[コメント] 花と嵐とギャング(1961/日)
しかし、全体の出番の尺としては高倉が主人公で、鶴田は脇役レベルに思える。もっとも、出番は少なくても、神出鬼没に登場し、要所を締める鶴田も、美味しい役ではある。
女優としては、小宮光江と新井茂子の2人がヒロイン級の扱い。いずれも目立つ良い役だが、小宮は鶴田の妹で高倉の妻、という姐さん役で、押し出しも良く、この人をもっと見たいと思わせる活躍ぶりだ。高倉と会話しながら部屋のカーテンを閉めていき、ベッドに誘うシーンがいい。照れ顔の高倉。あるいは、小宮が江原真二郎と曽根晴美を銀行強盗の仲間に誘う場面は、大した貫禄だ。ちなみに、本作の曽根(ウィスパーという役名)も、とても目立つ。よく動く表情の演出がいいからだ。

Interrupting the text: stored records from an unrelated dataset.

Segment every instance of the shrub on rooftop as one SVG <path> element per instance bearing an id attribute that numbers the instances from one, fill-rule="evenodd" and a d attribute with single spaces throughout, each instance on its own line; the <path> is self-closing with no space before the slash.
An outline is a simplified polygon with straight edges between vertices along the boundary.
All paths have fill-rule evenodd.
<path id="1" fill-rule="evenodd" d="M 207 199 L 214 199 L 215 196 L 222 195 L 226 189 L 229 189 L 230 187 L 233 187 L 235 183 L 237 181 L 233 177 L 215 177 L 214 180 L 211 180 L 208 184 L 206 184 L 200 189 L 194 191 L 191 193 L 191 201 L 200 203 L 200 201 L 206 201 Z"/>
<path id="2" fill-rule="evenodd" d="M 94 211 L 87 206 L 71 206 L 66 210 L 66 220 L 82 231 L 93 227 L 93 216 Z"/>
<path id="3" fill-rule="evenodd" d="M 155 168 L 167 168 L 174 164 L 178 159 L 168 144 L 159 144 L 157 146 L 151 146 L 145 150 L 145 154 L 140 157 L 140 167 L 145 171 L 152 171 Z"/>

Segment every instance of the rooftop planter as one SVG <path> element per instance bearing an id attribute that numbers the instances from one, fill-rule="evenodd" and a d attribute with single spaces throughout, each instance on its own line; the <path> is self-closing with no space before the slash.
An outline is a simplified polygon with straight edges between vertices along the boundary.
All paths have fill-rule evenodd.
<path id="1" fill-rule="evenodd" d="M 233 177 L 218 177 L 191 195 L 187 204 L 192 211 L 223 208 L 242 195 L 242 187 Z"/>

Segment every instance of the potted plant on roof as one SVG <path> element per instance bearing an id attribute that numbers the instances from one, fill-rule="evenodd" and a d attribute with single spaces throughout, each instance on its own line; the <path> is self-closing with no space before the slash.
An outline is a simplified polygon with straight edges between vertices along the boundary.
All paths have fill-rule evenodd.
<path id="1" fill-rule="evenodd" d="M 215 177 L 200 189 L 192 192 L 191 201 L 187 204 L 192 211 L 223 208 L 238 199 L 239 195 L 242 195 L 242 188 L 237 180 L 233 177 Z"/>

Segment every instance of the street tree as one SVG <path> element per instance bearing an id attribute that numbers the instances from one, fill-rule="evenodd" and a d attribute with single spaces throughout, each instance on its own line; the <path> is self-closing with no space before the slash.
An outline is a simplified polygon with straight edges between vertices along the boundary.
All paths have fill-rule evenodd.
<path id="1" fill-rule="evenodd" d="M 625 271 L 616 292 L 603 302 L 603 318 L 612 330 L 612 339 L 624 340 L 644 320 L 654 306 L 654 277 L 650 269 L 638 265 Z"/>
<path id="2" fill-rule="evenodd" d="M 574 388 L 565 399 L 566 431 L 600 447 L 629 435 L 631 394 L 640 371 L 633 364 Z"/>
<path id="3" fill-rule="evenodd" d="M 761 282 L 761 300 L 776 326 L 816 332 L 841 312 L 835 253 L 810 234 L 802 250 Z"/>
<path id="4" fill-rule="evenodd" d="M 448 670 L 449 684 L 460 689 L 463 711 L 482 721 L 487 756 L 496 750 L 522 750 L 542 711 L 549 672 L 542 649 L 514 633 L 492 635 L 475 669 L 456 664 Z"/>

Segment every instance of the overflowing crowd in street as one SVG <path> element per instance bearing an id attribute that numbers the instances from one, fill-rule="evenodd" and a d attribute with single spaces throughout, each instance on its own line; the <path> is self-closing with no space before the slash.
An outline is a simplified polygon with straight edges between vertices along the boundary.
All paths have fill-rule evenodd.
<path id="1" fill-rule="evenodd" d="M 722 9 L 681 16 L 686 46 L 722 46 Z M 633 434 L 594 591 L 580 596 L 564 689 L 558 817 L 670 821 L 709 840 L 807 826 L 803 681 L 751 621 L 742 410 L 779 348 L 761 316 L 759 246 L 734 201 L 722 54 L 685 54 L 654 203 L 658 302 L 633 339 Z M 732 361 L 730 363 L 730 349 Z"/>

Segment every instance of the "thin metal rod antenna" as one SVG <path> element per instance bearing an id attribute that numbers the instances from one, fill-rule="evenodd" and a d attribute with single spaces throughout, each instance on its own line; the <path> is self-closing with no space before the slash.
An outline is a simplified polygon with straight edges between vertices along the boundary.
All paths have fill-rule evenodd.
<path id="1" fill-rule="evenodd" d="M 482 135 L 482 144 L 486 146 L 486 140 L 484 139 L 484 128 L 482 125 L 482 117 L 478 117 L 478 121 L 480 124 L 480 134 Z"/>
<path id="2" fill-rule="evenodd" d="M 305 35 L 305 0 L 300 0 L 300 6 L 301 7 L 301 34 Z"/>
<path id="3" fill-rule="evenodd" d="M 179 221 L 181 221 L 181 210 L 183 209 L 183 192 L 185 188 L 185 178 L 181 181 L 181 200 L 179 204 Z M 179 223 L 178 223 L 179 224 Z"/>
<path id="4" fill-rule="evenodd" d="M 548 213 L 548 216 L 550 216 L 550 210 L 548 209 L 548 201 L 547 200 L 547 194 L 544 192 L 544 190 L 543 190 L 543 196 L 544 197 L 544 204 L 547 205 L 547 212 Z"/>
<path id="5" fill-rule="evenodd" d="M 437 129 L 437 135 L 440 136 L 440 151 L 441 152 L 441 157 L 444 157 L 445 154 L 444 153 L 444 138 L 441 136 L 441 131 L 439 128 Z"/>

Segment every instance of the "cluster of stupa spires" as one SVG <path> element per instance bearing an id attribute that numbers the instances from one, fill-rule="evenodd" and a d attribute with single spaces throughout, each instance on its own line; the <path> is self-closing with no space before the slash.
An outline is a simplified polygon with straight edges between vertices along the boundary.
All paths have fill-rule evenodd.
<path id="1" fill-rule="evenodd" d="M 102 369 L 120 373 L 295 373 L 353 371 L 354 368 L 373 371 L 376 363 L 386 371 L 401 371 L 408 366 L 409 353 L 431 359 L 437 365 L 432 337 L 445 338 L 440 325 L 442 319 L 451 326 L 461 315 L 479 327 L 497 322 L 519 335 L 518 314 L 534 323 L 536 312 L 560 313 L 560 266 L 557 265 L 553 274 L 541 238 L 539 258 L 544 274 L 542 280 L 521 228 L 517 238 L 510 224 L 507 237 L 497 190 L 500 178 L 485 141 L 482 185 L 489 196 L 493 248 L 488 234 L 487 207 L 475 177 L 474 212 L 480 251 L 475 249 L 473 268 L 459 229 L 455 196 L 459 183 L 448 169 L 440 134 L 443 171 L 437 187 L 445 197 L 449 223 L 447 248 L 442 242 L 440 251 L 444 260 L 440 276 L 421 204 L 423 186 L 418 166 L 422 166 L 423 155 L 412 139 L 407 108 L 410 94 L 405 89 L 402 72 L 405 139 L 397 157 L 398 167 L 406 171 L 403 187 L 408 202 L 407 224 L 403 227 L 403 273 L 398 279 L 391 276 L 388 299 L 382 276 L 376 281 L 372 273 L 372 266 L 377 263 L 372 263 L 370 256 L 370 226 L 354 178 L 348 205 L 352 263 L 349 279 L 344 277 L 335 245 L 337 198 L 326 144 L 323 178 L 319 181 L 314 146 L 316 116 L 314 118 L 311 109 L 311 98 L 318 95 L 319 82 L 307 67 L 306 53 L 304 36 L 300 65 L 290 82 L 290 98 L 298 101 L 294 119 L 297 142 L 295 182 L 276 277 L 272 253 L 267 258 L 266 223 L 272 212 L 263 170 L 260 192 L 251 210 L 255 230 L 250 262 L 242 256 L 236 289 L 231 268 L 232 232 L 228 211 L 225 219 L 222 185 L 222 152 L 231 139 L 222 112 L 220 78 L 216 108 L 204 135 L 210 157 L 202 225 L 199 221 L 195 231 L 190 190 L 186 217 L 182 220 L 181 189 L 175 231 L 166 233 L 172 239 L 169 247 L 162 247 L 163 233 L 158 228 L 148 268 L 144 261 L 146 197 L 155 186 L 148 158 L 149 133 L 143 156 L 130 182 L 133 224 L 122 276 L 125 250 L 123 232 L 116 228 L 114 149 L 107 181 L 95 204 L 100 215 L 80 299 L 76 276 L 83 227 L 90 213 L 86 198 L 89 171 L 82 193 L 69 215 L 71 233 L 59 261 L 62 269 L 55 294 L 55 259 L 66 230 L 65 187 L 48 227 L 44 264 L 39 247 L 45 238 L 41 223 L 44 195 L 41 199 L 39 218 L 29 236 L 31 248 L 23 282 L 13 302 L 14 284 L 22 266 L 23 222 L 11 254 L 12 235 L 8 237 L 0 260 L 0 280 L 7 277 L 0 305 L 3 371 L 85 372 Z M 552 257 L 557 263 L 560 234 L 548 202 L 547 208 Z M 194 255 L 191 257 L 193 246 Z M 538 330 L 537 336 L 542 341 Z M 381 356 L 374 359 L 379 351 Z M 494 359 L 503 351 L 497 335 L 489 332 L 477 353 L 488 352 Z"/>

銀行強盗シーンもミニマルだが、タイトに見せる。直前に土砂降りになるという展開も良く、何よりも、銀行前の通りと行内の空間をムダなく見せ、あっという間に強盗シーンにケリをつける演出の早さがいい。空間描写で云えば、神戸の会長-佐々木孝丸の邸の場面で、屋内の構造をちゃんと見せるのにも驚いた。階段や、庭を挟んだ浴室など。あるいは、終盤の牧場から、高原を舞台とする銃撃戦でも、高低を活かしたロングショットがよく撮れている。
カット繋ぎの演出の特徴として、人物が歩いて来てカメラに近づき、一瞬黒画面を入れ、カットを変える、という繋ぎを何度も行う。新東宝時代からの石井輝男の得意技でもあるが、ちょっとやり過ぎのように感じる。口を尖らす新井茂子から、同じような表情の小川守(鶴田の弟役)へのマッチカットなんかは、才気走ったカッティングだが。
#備忘でその他の配役等を記述します。
・小宮のバーの壁には、シナトラの大きなポスターが貼ってあり、何度も映る。小川守が命じられて、河川敷で殺そうとする相手は、潮健児。鶴田、小宮、小川の母親は清川虹子。普通の母親ではない。大姉御という感じ。高倉が刑務所にいる間に幹部になっていたツンパ(役名)は、沖竜次。銀行強盗シーンで、行内にいる客の中に八名信夫がいる。横浜港?ヨットの場面で、鶴田の女として謎の外人女性が、こゝだけ出てくる。後半に殺し屋として出てくる男たちの中に、山本鱗一。